Although the buildings are located just behind the busy downtown business district on High Street, in some ways they don’t seem part of the thriving midcoast-area city. Bergey said that her father, Dale Palmer, had begun to buy up the properties nearly 40 years ago, when Belfast’s economy was very different. It was during the end of the chicken processing and shoemaking industries, and the hardware store was one of the few storefronts on lower Main Street that was not vacant, Bergey said.
“It was hard and scary,” she said of the business climate at that time.
Nevertheless, Palmer purchased the buildings and land that had housed a blacksmith shop, a car dealership and a coal gasification plant as they became available, with a long-term dream of turning the area into something great. Eunice Palmer said that the project would have been started sooner, but her husband died, and plans were put on hold. Then, a couple of years ago, when family members again started to get serious about the development project, they learned through the U.S. Environmental Protection Agency’s Brownfields program that part of the property was contaminated. Central Maine Power had operated a coal gasification plant there in the 1930s and had left a lot of polluted soil behind.

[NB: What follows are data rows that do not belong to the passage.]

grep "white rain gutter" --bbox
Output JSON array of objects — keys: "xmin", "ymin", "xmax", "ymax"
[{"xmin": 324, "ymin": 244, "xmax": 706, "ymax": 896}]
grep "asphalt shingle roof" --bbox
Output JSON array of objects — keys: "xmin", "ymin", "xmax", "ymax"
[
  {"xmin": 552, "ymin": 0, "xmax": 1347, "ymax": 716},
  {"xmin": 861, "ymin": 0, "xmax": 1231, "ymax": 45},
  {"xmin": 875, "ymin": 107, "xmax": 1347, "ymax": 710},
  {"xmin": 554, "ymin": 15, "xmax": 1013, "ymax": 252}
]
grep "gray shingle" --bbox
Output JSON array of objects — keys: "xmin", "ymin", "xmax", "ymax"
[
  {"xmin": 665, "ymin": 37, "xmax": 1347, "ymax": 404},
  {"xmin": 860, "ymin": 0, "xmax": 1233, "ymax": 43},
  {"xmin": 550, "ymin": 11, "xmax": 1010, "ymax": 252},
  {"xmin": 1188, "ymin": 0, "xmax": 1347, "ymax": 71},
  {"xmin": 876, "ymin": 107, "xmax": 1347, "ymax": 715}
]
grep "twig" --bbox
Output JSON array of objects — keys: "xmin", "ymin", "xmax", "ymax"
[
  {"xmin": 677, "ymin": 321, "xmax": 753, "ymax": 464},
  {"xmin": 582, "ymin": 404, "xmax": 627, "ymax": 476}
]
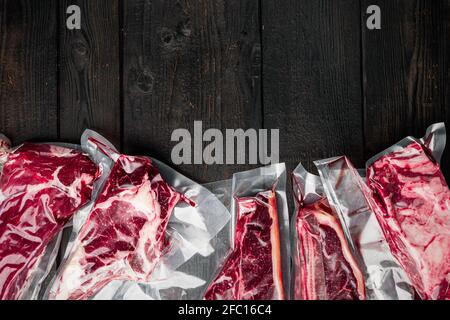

It is Central Maine Power’s responsibility to clean up the contaminated soil, a massive task that is expected to take more than four months and cost at least $1.8 million, according to city officials.
At last week’s Belfast City Council meeting, officials approved a request to close a portion of Washington Street from late January to mid-June so that CMP can do the work.
Tammy Lacher Scully, whose home is located next to the former CMP site, told councilors that she is not in favor of removing the polluted soil. The project will be disruptive to the neighborhood and could have detrimental health effects as the carcinogenic coal tar is taken away.
“I’ve gone from being somewhat not in favor of this project to being completely opposed to it,” she said.
CMP’s cleanup consultant, Steve Kelley of Portland-based Haley & Aldritch, told councilors that the contaminated soils are likely to produce unpleasant smells but are not defined as a hazardous material by the EPA.
Bergey said that after the demolition and the disruptive soil clean up have been completed, the future of the area will be better. Her family cannot move forward with the development until the property has been rehabilitated. Provided they can get contracts for tenants and bank financing, they would like to break ground as soon as next fall.
“I think the project, if it goes through as planned, will be great,” she said.